Change Your Parenting Style during the Teen Years
- Monday, July 27, 2009
Do you know what needs to change about you as your child approaches the teen years? Let me give you a hint…it’s something that you’ve done since they were born. And it needs to grow and evolve into something new, just as your teen is growing into a new person that only vaguely resembles the child they once were.
Many parents arrive at the teen years with everything going like clockwork, so why change? What’s been working for more than a decade will surely continue working right up until the day their child leaves home, right? But then they are baffled and confused when their teenager begins to turn their back on the family and all the values they hold dear.
So, what is it that needs to change about you, the parent?
Change Your Aim
Most parents aim at providing everything for their child. However, I am convinced that there are some lessons that teens are not supposed to learn from their parents.

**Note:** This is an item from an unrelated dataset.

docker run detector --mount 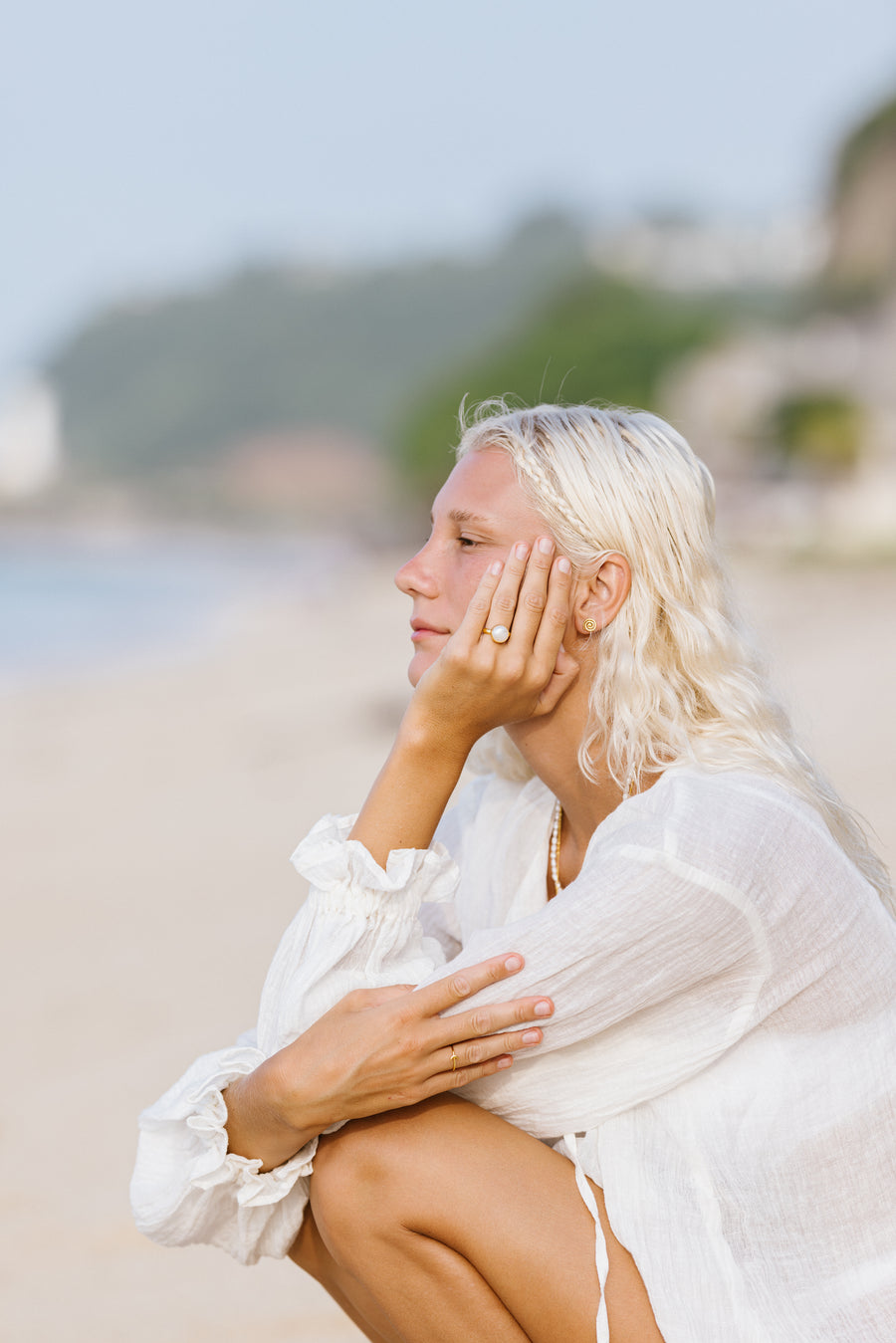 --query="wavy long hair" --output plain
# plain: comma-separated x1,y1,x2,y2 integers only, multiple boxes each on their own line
457,400,896,913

Instead they need to begin working out things for themselves. If you guide every step and give your teen every material want and need, he’ll begin expecting that for the rest of his life.

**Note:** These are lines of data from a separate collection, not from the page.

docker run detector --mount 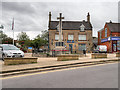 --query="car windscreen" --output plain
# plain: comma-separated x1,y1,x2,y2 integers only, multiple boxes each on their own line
3,45,19,50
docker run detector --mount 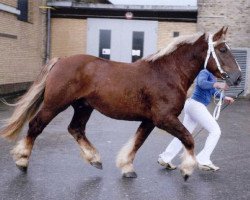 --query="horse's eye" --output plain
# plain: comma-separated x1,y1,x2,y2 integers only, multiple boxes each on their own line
220,47,227,53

What’s more, giving your teen the answer every time life presents a difficult question may actually get in the way of all they are supposed to learn. And, it spoils the opportunity for them to flex their decision-making muscles. Instead, allow them to think things through. Move from telling them how to think to asking good questions that will help them sort through their choices.
The aim changes from solving all of their problems and meeting all of their needs to allowing them to learn how to solve their own problems (sometimes the hard way), and taking responsibility for meeting their own needs.

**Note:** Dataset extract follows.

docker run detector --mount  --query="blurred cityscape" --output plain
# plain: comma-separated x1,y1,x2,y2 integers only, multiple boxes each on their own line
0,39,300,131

The method is to carefully identify what is going on in their world, and target your boundaries to teach them how to respond appropriately. And keep adjusting the boundaries for every “next new thing” comes along, while allowing them to make decisions along the way. They will probably not make the right choice 100% of the time – maybe not even 50% of the time -- but they need the opportunity to learn by doing so.
Change the Underlying Purpose of Your Rules
Move away from ruling your home, to using rules for training your teen to face the real world and building their character. In the early teen years and on through the time they leave home, the focus should be on character-building.
The aim is to change the rules that apply to your teenager to focus on setting boundaries and building character, not so much on managing actions.
The method is to develop rules that train your teenager how to think, how to make wise choices, how to keep a commitment, and how to live honestly, respectfully, and obediently. These are the most important character-building qualities you can help them develop.
Change the Way You Listen
I see two extremes in the way parents listen, and neither one is very helpful. The first is a parent who listens in order to react to every word that comes out of their teen’s mouth. The other is a parent who dismisses everything their teen says, and never really listens. Over-listening and ignoring do nothing to prepare your teen to live in the real world.
As difficult as it can be sometimes, I believe it is better to know what a teen is thinking than to not know it. But knowing it doesn’t necessarily mean you have to react or respond immediately. Sometimes a teen is just “thinking out loud” in an attempt to process the difficult things in their world.
If you are guilty of not really listening, you may see your teen baiting you and picking fights just to try to get you to really listen to what’s going on in their life -- at a deeper level.